Clang reciprocal to 1 optimisations

2019-07-04 19:29发布

问题:

After a discussion with colleagues, I ended up testing wether if clang would optimize two divisions, with a reciprocal to 1, to a single division.

const float x = a / b; //x not used elsewhere const float y = 1 / x;

Theoretically clang could optimize to const float y = b / a if x is used only as a temporary step value, no?

Here's the input&output of a simple test case: https://gist.github.com/Jiboo/d6e839084841d39e5ab6 (in both ouputs you can see that it's performing the two divisions, instead of optimizing)

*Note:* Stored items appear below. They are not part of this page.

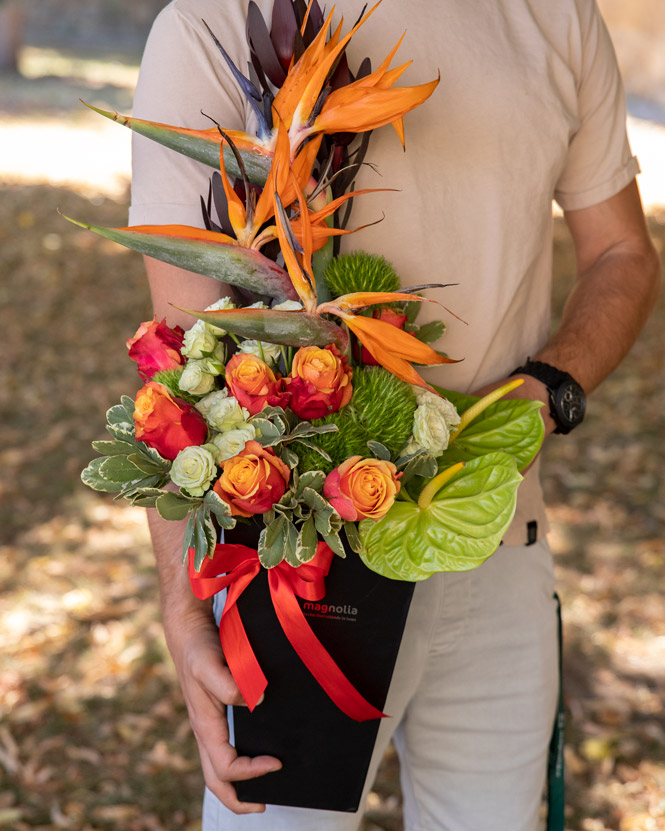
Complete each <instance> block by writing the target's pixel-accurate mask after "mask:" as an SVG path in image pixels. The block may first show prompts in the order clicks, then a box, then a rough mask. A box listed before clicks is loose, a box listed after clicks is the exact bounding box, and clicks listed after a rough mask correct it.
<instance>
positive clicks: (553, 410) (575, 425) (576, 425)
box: [510, 358, 586, 433]
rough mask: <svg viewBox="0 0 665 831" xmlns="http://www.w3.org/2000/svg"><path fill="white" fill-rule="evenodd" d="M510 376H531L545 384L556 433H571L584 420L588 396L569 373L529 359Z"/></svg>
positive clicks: (538, 361)
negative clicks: (587, 395)
mask: <svg viewBox="0 0 665 831" xmlns="http://www.w3.org/2000/svg"><path fill="white" fill-rule="evenodd" d="M510 374H511V375H531V376H533V377H534V378H537V379H538V380H539V381H542V382H543V384H545V386H546V387H547V391H548V393H549V397H550V415H551V416H552V418H553V419H554V422H555V424H556V430H555V431H554V432H555V433H570V431H571V430H572V429H573V427H577V425H578V424H579V423H580V422H581V421H582V419H583V418H584V412H585V410H586V395H585V394H584V390H583V389H582V387H581V386H580V385H579V384H578V383H577V381H576V380H575V379H574V378H573V377H572V376H571V375H569V374H568V373H567V372H562V371H561V370H560V369H557V368H556V367H554V366H550V364H545V363H543V362H542V361H531V360H529V359H528V358H527V362H526V363H525V364H524V366H520V367H518V368H517V369H515V370H513V371H512V372H511V373H510Z"/></svg>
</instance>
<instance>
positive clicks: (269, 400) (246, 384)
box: [226, 353, 289, 415]
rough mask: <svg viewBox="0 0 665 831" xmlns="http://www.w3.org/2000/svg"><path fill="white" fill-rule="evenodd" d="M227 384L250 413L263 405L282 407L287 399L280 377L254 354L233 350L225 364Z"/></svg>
mask: <svg viewBox="0 0 665 831" xmlns="http://www.w3.org/2000/svg"><path fill="white" fill-rule="evenodd" d="M226 385H227V387H228V388H229V391H230V392H231V395H233V396H234V397H235V398H236V399H237V401H238V403H239V404H240V406H241V407H245V408H246V409H247V410H248V411H249V414H250V415H256V414H257V413H260V412H261V410H262V409H263V408H264V407H265V406H266V405H270V406H271V407H285V406H286V405H287V403H288V400H289V395H288V393H287V392H286V391H285V389H284V381H283V379H281V378H280V379H278V378H277V377H276V375H275V373H274V372H273V371H272V369H271V368H270V367H269V366H268V364H267V363H265V361H262V360H261V359H260V358H258V357H257V356H256V355H251V354H242V353H236V354H235V355H234V356H233V357H232V358H231V360H230V361H229V362H228V364H227V365H226Z"/></svg>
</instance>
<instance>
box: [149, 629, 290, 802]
mask: <svg viewBox="0 0 665 831" xmlns="http://www.w3.org/2000/svg"><path fill="white" fill-rule="evenodd" d="M164 631H165V634H166V640H167V643H168V647H169V650H170V652H171V655H172V657H173V661H174V663H175V666H176V671H177V673H178V679H179V681H180V686H181V688H182V692H183V695H184V697H185V702H186V704H187V710H188V712H189V720H190V722H191V725H192V729H193V731H194V735H195V736H196V741H197V743H198V746H199V754H200V756H201V764H202V767H203V775H204V777H205V782H206V785H207V786H208V788H209V789H210V790H211V791H212V792H213V793H214V794H215V796H216V797H217V798H218V799H219V800H220V801H221V802H222V803H223V804H224V805H225V806H226V807H227V808H229V809H230V810H231V811H233V812H234V813H236V814H251V813H260V812H262V811H265V805H260V804H257V803H250V802H239V801H238V798H237V796H236V792H235V788H234V787H233V784H232V783H233V782H237V781H238V780H241V779H254V778H255V777H256V776H263V774H265V773H270V772H271V771H274V770H279V769H280V768H281V766H282V764H281V762H280V761H279V760H278V759H275V758H274V757H272V756H256V757H255V758H253V759H250V758H249V757H248V756H238V754H237V753H236V750H235V748H234V747H233V746H232V745H231V744H230V743H229V728H228V723H227V720H226V706H225V705H229V704H230V705H233V706H234V707H237V706H245V702H244V701H243V699H242V697H241V695H240V692H239V690H238V687H237V685H236V683H235V681H234V680H233V677H232V675H231V673H230V672H229V669H228V667H227V666H226V664H225V662H224V658H223V655H222V649H221V645H220V642H219V632H218V631H217V627H216V626H215V623H214V621H213V620H212V619H211V618H210V617H209V616H208V615H205V616H204V615H200V614H198V613H197V614H191V615H189V616H186V617H185V618H184V619H182V618H181V619H180V620H176V619H174V616H173V615H170V614H166V615H165V619H164Z"/></svg>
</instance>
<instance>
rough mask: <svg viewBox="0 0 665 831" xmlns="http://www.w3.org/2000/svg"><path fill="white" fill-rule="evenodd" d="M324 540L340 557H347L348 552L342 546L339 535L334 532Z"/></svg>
mask: <svg viewBox="0 0 665 831" xmlns="http://www.w3.org/2000/svg"><path fill="white" fill-rule="evenodd" d="M323 539H324V541H325V542H327V543H328V545H329V546H330V547H331V548H332V550H333V552H334V553H335V554H337V556H338V557H342V558H344V557H346V551H345V550H344V545H343V544H342V541H341V540H340V538H339V534H338V533H336V532H333V533H331V534H326V535H325V536H324V537H323Z"/></svg>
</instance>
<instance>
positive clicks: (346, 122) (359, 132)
mask: <svg viewBox="0 0 665 831" xmlns="http://www.w3.org/2000/svg"><path fill="white" fill-rule="evenodd" d="M439 80H440V79H438V78H437V79H436V80H434V81H430V82H429V83H427V84H420V85H418V86H415V87H397V88H396V89H383V88H381V87H380V86H378V85H377V86H374V87H371V88H367V87H360V86H355V85H354V84H349V85H348V86H346V87H341V88H340V89H337V90H334V91H333V92H331V93H330V95H329V96H328V98H327V100H326V103H325V104H324V106H323V109H322V111H321V113H320V115H319V116H318V117H317V118H316V120H315V121H314V124H313V125H312V126H311V127H310V128H308V131H307V134H308V135H309V134H310V133H316V132H324V133H337V132H352V133H363V132H366V131H367V130H376V129H377V128H379V127H383V126H384V125H385V124H392V123H393V122H395V121H397V120H398V119H400V118H402V117H403V116H404V115H405V114H406V113H408V112H410V111H411V110H413V109H415V108H416V107H418V106H420V105H421V104H422V103H423V102H424V101H426V100H427V99H428V98H429V97H430V95H431V94H432V93H433V92H434V90H435V89H436V87H437V86H438V83H439Z"/></svg>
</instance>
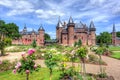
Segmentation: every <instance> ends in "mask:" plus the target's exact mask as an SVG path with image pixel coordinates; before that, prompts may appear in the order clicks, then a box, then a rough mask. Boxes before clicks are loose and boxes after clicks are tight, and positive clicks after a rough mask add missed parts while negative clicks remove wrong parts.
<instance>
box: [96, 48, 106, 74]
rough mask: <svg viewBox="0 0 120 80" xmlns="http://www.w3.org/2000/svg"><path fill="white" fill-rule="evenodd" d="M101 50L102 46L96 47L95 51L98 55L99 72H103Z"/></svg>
mask: <svg viewBox="0 0 120 80" xmlns="http://www.w3.org/2000/svg"><path fill="white" fill-rule="evenodd" d="M103 52H104V49H103V48H102V47H98V48H97V50H96V52H95V53H96V54H97V55H98V56H99V66H100V73H101V74H102V73H103V71H102V66H101V61H102V58H101V55H102V54H103Z"/></svg>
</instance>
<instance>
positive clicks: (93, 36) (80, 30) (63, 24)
mask: <svg viewBox="0 0 120 80" xmlns="http://www.w3.org/2000/svg"><path fill="white" fill-rule="evenodd" d="M95 31H96V28H95V26H94V23H93V22H92V21H91V23H90V26H89V27H87V26H86V24H83V23H82V22H80V23H74V21H73V19H72V17H70V19H69V21H68V23H67V24H66V23H65V22H64V23H63V24H62V22H61V20H60V19H59V21H58V24H57V26H56V39H57V41H58V43H59V44H62V45H70V46H73V45H74V43H75V42H77V41H78V40H79V39H80V40H81V41H82V45H91V46H92V45H96V34H95Z"/></svg>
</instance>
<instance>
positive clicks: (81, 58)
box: [76, 47, 88, 80]
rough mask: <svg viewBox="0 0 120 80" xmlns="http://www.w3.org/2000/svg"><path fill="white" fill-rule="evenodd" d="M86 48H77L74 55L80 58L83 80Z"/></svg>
mask: <svg viewBox="0 0 120 80" xmlns="http://www.w3.org/2000/svg"><path fill="white" fill-rule="evenodd" d="M87 52H88V50H87V48H86V47H80V48H78V50H77V51H76V55H77V56H78V57H79V58H80V60H81V61H82V68H83V75H84V79H83V80H86V76H85V74H86V68H85V57H86V56H87Z"/></svg>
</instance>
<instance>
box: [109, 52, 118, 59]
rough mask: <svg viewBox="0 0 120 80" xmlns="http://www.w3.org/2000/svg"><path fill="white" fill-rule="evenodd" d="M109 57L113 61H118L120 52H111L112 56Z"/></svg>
mask: <svg viewBox="0 0 120 80" xmlns="http://www.w3.org/2000/svg"><path fill="white" fill-rule="evenodd" d="M111 57H113V58H115V59H120V52H113V54H112V55H111Z"/></svg>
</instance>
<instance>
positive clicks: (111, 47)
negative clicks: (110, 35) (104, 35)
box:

This related question, is behind my comprehension and seem to focus only on why a specific instruction isn't used, whereas in my case it's the optimisation that isn't done: Why does GCC or Clang not optimise reciprocal to 1 instruction when using fast-math

Thanks, JB.

回答1:

No, clang can not do that.

But first, why are you using float? float has six digits precision, double has 15. Unless you have a good reason, that you can explain, use double.

1 / (a / b) in floating-point arithmetic is not the same as b / a. What the compiler has to do, is in the first case:

  1. Divide a by b
  2. Round the result to the nearest floating-point number
  3. Divide 1 by the result
  4. Round the result to the nearest floating-point number.

In the second case:

  1. Divide b by a.
  2. Round the result to the nearest floating-point number.

The compiler can only change the code if the result is guaranteed to be the same, and if the compiler writer cannot produce a mathematical proof that the result is the same, the compiler cannot change the code. There are two rounding operations in the first case, rounding different numbers, so it is unlikely that the result can be guaranteed to be the same.



回答2:

The compiler doesn't think like a mathematician. Where you think simplifying the expression is trivial mathematically, the compiler has a lot of other things to consider. It is actually quite likely that the compiler is much smarter than the programmer and also knows far more about the C standard.

Something like this is probably what goes through the optimizing compiler's "mind":

  • Ah they wrote a / b but only use x at one place, so we don't have to allocate that variable on the stack. I'll remove it and use a CPU register.
  • Hmm, integer literal 1 divided with a float variable. Okay, we have to invoke balancing here before anything else and turn that literal into a float 1.0f.
  • The programmer is counting on me to generate code that contains the potential floating point inaccuracy involved in dividing 1.0f with another float variable! So I can't just swap this expression with b / a because then that floating point inaccuracy that the programmer seems to want here would be lost.

And so on. There's a lot of considerations. What machine code you end up with is hard to predict in advance. Just know that the compiler follows your instructions to the letter.